Water and electricity don't mix, right? Well actually, pure water is an excellent insulator and does not conduct electricity. The thing is, you won't find any pure water in nature, so don't mix electricity and water. Our Water Science School page will give you all the details.
www.usgs.gov
Might want to read this....
Also, you wont have to boil the water out of a water bottle before it explodes from the pressure. Keep it sealed and it will open on it own faster and spread water over everything.
Also most car manufactories have there packs in coolant that is likely 90% water.
Yeah. It says salts make it more conductive. So much so that sea water is more conductive than humans are.
Your statement was originally that water isn't very conductive at all 'unless salts are added' (to paraphrase a bit). You stated that salts wont be present, so conductivity isn't a concern.

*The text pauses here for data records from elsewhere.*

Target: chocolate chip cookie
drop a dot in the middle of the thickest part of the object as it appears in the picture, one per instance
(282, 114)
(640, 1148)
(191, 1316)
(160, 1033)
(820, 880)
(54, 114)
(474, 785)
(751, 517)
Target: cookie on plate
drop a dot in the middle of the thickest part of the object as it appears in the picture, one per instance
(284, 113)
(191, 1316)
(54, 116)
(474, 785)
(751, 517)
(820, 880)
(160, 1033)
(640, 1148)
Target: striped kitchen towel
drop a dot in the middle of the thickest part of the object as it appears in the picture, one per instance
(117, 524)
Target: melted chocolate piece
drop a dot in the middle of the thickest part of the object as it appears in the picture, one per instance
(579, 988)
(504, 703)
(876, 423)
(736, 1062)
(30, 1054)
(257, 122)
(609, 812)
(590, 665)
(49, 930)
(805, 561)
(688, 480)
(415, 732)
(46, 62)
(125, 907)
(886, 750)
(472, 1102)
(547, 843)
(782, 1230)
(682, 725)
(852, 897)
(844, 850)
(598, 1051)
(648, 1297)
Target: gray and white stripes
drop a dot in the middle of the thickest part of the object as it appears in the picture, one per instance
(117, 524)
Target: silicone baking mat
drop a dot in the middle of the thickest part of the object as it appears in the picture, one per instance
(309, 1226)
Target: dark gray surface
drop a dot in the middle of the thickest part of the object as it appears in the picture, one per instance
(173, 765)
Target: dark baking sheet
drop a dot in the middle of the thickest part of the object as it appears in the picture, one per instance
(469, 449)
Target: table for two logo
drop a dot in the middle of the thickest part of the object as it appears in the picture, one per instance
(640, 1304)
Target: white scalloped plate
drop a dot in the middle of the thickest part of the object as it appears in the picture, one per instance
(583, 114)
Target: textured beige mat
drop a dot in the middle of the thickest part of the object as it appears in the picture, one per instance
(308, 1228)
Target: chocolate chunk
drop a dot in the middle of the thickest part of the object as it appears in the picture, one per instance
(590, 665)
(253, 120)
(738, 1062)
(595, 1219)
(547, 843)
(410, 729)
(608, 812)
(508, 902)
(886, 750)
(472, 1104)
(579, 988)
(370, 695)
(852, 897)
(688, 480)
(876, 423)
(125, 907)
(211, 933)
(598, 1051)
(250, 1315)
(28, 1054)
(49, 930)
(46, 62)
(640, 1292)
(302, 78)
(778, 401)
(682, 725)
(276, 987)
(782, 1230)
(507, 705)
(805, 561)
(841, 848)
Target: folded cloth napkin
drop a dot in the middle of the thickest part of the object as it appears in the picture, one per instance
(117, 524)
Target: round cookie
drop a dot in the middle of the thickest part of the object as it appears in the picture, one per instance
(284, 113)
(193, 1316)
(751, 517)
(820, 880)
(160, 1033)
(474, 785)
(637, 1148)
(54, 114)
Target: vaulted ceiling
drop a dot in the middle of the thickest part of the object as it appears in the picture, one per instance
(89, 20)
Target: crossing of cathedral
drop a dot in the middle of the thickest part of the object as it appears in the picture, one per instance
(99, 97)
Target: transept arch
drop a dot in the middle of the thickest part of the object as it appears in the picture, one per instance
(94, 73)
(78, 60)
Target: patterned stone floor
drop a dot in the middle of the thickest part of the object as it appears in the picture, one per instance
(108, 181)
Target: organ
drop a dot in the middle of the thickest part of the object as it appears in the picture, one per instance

I refuted the claim that water isn't particularly conductive without salts by simply stating that salt is not the only dissolved solid that can, and does, increase conductivity.
Again, source: My
calibrated conductivity meter at work that I use every single week.
Our system uses no salts. In fact, its tested for such things specifically to avoid the corrosion problems associated with them. And yet, the conductivity is typically rather high from other non-salt dissolved solids.
Regarding getting it to open sooner, yes. You could use a thin film over the port leading to the battery. However, you still have to have a sufficient amount of water to put it out. You would need the water container to be built into the lid of the system to transfer as much heat as possible and honestly, by the time the fire is large enough to boil a few gallons of water - the system is already ruined and chances are the fire has spread.
But if everything is perfectly designed,
and everything is sufficiently isolated from other flammable stuff (typically via distance)
and you can heat your water up reasonably fast via a fire in your battery box
and the stars align nicely. Sure. The water might help.
However, all of those things combined would mean the battery could just burn itself to the ground before anything else catches fire.